Every other month, we highlight one of Van Andel Institute Graduate School’s doctoral students. This month features Jamie Grit, a student in the laboratory of Dr. Matt Steensma. Jamie studies a disease called neurofibromatosis type 1 (NF1), which causes tumors to form on nerves, primarily in the brain and skin. People with NF1 are more susceptible to developing cancer and other health problems, such as congenital heart defects and learning disabilities.
We caught up with Jamie to ask about her work and what it’s like to pursue a Ph.D.
How would you describe your area of study to your grandmother?
I study an inherited disorder called neurofibromatosis type 1 (NF1). One of the symptoms of NF1 is an increased risk for developing cancer, and a big problem that these patients face is resistance to traditional chemotherapies. I’m testing new drugs on NF1 cancer cells and, unfortunately, the cancer cells are pretty resistant to the new drugs too. Now I’m trying to figure out how the NF1 cancer cells are able to survive drug treatment so that next I can try combining different drugs to kill the cells. I’m testing drugs that are already used for treating other types of cancer, so that once I find a combination that works it will be easier to translate it to actual NF1 patients.
What is your main motivation for persevering through graduate school?
I found my love for science a little later in life, and quit my job to pursue my Bachelor of Science degree and do undergraduate research. This was during the recession and my husband is a carpenter so he did not have much work at that time. It was a huge financial sacrifice for us, but totally worth it because I love doing research and learning new things all the time. Even though graduate school can be really difficult sometimes, I am still having fun and am happy to be here!
How has your previous coursework contributed to your breadth of knowledge?
The most important thing that my coursework has given me is a scientific vocabulary. Even if I can’t remember the details of a certain cell signaling pathway, I can quickly look it up and comprehend what I’m reading.

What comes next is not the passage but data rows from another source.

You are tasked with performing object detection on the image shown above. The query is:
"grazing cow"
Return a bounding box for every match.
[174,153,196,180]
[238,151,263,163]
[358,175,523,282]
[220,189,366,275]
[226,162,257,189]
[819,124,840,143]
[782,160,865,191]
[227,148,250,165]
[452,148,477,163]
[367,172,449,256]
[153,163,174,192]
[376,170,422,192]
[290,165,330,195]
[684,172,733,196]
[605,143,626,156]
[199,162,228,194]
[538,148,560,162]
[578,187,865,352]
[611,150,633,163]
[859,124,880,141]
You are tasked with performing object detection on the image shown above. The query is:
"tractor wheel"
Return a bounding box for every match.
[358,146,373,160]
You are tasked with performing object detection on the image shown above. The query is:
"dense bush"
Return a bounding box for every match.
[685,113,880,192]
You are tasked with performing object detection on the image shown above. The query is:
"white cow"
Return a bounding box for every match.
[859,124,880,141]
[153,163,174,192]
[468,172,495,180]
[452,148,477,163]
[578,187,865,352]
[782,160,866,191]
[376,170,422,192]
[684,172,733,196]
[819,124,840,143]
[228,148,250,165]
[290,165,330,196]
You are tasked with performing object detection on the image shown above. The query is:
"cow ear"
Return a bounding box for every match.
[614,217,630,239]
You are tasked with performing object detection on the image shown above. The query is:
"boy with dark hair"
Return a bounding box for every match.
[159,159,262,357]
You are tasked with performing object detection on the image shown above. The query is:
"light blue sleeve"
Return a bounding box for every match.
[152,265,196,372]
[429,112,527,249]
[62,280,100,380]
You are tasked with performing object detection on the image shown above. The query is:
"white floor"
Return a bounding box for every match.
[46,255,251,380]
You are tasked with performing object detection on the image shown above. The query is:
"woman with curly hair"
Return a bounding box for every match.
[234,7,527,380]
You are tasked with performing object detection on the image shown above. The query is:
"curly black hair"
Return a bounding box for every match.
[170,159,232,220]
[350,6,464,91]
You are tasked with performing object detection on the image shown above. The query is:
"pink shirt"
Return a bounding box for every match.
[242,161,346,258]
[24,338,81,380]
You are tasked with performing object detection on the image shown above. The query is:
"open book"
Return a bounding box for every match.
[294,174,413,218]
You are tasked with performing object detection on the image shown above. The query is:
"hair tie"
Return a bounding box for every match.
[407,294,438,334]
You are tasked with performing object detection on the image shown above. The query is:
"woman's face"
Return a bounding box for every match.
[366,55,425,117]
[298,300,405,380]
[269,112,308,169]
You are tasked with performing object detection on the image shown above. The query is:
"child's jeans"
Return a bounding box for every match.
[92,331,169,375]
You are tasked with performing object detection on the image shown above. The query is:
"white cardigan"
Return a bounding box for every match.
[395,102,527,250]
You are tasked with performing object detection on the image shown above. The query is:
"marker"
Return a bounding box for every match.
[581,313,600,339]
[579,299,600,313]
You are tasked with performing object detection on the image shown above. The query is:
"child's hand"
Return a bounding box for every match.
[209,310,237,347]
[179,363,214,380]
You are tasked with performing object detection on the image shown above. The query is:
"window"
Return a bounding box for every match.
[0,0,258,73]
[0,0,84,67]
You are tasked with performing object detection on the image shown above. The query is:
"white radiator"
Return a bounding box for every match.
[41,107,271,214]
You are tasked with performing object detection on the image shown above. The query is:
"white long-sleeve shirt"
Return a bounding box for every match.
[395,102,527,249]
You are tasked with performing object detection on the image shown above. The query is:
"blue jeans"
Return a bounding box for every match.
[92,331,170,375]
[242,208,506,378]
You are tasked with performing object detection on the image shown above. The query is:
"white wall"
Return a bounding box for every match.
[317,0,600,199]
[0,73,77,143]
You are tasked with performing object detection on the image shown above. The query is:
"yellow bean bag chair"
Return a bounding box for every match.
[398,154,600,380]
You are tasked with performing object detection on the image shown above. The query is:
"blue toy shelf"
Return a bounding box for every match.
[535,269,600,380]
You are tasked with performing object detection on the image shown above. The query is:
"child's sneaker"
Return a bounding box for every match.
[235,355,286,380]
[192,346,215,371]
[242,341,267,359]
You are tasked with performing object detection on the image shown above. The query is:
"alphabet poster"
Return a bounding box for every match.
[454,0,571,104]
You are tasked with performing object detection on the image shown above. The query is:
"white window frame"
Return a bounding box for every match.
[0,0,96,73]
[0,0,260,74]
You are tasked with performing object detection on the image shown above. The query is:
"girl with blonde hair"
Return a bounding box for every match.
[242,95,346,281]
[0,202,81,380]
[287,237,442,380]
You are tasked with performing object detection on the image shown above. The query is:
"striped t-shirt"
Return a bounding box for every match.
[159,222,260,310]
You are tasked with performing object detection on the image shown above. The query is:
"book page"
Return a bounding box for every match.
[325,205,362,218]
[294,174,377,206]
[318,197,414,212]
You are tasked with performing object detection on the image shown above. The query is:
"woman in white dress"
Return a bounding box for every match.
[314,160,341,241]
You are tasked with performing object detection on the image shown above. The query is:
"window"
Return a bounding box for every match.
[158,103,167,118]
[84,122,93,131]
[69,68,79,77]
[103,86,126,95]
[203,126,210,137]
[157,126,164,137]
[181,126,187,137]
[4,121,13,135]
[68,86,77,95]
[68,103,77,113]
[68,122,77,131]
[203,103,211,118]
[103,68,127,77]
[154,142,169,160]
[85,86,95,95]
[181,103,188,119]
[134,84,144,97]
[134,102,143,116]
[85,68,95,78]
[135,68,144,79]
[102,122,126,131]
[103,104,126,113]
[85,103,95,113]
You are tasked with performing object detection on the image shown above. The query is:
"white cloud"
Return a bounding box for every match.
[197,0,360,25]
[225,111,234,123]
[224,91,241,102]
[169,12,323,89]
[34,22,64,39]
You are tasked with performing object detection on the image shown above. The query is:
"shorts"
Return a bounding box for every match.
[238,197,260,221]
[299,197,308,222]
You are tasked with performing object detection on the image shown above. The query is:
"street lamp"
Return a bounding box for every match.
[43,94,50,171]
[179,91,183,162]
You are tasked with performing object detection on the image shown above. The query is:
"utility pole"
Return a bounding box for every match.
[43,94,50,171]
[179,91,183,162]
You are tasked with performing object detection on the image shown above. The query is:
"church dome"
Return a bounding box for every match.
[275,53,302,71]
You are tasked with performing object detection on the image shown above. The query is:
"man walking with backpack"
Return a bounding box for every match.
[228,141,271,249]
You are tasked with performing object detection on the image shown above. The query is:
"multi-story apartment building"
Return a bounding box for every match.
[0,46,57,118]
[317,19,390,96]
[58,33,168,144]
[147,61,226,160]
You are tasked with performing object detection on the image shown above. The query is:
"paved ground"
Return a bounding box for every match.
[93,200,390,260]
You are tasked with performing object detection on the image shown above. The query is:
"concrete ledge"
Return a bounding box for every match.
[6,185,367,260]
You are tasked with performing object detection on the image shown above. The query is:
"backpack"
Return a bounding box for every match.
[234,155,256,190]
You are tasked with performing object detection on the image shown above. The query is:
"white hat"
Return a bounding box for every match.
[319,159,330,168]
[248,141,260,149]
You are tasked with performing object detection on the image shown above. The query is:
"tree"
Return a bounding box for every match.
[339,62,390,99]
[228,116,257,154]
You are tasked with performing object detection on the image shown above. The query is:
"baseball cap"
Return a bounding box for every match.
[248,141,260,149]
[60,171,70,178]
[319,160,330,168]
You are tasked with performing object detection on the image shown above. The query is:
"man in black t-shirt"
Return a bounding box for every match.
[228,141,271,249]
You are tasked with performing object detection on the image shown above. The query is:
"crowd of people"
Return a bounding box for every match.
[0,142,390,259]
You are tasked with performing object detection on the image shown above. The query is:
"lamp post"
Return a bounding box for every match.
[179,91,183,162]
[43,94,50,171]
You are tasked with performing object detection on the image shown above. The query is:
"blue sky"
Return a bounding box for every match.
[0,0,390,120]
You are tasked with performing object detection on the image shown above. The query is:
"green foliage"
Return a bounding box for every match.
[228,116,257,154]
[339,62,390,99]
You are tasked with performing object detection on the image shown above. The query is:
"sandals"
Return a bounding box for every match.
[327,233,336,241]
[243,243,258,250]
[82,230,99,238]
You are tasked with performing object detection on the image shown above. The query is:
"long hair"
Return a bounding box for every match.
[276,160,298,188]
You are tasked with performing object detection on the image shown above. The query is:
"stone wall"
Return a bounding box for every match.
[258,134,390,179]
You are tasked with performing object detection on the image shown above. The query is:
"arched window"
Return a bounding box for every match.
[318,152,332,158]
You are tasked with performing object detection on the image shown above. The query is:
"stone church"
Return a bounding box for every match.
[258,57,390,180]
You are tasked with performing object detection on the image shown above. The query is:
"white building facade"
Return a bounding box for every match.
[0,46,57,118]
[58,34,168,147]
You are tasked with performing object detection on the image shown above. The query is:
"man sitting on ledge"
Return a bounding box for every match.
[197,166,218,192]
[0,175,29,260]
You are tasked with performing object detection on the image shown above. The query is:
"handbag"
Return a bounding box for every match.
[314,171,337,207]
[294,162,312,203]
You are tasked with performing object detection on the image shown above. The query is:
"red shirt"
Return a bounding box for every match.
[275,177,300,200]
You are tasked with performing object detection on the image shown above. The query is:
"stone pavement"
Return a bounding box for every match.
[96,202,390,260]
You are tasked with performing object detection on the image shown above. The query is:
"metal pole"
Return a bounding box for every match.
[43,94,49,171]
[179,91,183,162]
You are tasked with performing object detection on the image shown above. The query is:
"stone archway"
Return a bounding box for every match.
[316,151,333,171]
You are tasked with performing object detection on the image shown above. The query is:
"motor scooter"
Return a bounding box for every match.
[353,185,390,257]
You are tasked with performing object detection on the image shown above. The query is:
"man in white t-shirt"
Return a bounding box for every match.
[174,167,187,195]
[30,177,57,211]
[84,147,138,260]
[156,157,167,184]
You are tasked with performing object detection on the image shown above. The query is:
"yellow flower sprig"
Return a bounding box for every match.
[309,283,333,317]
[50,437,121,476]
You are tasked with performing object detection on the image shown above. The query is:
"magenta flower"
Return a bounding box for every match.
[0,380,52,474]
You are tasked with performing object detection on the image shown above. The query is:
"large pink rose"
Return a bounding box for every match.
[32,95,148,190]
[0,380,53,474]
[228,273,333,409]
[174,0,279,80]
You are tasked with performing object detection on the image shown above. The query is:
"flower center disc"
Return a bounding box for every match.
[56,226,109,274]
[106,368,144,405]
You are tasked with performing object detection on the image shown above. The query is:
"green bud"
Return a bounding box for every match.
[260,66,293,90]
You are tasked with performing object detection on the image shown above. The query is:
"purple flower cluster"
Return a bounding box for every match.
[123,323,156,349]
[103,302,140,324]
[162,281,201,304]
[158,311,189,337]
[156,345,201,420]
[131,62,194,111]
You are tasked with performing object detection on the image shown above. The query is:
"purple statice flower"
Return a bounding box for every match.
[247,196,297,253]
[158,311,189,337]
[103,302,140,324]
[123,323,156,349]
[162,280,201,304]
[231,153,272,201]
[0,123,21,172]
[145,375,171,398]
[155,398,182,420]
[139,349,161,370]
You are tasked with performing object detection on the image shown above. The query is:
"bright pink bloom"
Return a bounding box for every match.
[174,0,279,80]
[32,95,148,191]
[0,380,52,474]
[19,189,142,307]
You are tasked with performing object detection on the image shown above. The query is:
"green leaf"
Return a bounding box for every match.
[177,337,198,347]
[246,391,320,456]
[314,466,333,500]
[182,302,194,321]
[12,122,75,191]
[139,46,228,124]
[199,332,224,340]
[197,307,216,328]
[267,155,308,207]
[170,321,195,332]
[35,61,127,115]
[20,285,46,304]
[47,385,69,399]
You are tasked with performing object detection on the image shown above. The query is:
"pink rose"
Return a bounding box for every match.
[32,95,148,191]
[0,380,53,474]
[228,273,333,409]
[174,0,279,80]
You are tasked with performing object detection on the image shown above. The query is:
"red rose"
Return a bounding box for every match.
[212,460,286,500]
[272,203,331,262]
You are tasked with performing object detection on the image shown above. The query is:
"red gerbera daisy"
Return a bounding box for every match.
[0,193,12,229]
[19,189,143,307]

Do you think there is any value in social networking with other graduate students in non-related fields?
Yes, it’s always interesting to learn about a new field.
How do you think earning an advanced degree will change your role in society?
Having an advanced degree will mean that I am an ambassador for my field. It comes with a responsibility to communicate what scientists are trying to do and why!
Did your past experiences in life or education help prepare you for graduate school or did you have to develop different strategies to succeed?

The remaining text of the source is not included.